FAQ

Choosing the right condom

How to choose the right condom size

The ‘one-size-fits-all’ approach to condoms has led to many unsatisfying sexual experiences, and unfortunate perceptions that sex with condoms won’t feel good. Wearing the wrong size shoe is uncomfortable, but that doesn’t mean we all go barefoot, right? The same goes for condoms. With the correct size, a premium condom like UNION will fit like a glove and enhance sex for both partners.

Tailored for comfort and reliability UNION has you covered:

STANDARD is our medium condom made to fit most men at 54mm wide / length 180mm

MAX is a TRUE extra large (the largest condom on the U.S. market) at 60mm wide / length 190mm

SNUG is a tighter, slimmer fitting condom with a 49mm width / length 180mm

Condom Measurement Guide

Figuring out the right size is easy – all you need is string, a ruler or measuring tape, and an erect penis.

Here’s How:

1. In order to accurately measure penis size, first you must have an erect penis (since penis size when flaccid is not an accurate measurement). How you choose to accomplish this task is up to you. But we can’t move any further in determining penis size until your penis has assumed the proper position!
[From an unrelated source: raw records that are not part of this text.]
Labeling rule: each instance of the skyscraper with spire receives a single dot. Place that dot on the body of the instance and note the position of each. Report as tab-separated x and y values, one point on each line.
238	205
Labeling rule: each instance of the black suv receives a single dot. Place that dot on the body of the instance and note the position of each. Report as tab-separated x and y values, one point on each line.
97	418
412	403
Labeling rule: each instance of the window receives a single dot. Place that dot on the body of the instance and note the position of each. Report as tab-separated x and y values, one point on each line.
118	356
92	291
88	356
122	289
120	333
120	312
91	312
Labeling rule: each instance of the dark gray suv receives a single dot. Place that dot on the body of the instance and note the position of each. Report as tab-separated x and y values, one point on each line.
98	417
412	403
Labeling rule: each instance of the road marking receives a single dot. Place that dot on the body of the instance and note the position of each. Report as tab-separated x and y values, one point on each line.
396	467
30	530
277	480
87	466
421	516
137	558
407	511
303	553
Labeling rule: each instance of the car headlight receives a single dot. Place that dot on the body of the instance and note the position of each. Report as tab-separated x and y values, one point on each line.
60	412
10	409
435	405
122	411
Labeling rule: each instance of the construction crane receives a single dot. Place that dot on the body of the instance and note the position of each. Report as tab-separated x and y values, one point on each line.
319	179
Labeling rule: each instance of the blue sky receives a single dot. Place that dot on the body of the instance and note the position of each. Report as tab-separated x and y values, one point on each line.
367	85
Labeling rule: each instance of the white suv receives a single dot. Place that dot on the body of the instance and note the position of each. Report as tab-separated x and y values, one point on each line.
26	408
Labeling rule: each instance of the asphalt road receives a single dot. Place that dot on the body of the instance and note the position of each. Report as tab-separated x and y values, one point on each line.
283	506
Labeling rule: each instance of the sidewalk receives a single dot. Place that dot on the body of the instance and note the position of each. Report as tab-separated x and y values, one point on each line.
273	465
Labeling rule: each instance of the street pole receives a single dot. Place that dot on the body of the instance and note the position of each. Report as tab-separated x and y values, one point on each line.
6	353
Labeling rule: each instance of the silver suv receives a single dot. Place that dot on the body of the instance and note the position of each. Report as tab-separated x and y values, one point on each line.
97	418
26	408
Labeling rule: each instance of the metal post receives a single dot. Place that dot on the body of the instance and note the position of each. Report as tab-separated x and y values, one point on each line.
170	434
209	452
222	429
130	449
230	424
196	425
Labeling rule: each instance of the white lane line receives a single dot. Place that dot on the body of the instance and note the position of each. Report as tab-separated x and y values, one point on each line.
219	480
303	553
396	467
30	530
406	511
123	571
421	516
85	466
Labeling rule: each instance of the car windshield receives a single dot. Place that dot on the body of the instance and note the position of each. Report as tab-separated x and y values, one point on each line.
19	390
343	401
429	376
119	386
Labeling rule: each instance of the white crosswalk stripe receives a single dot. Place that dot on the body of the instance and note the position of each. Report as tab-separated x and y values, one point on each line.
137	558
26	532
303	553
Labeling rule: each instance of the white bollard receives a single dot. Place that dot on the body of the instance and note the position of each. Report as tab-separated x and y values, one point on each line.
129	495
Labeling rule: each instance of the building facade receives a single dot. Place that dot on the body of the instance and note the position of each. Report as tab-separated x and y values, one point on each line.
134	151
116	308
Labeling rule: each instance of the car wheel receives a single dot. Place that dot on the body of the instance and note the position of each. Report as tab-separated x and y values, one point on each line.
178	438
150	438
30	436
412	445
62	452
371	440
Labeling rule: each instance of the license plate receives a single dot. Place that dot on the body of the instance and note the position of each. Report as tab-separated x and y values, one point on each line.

2. Measure Penis Length -– Start off by measuring the length of your penis. All you need to do is use a ruler or measuring tape. Position the ruler or measuring tape at the base of your penis (where it attaches to your body –- make sure to press into the pubic bone as far as you can because fat can actually hide the length of your penis). Measure your penis length by marking how long it is from the base all the way to the end of the tip. Write down this number and label it “penis length”.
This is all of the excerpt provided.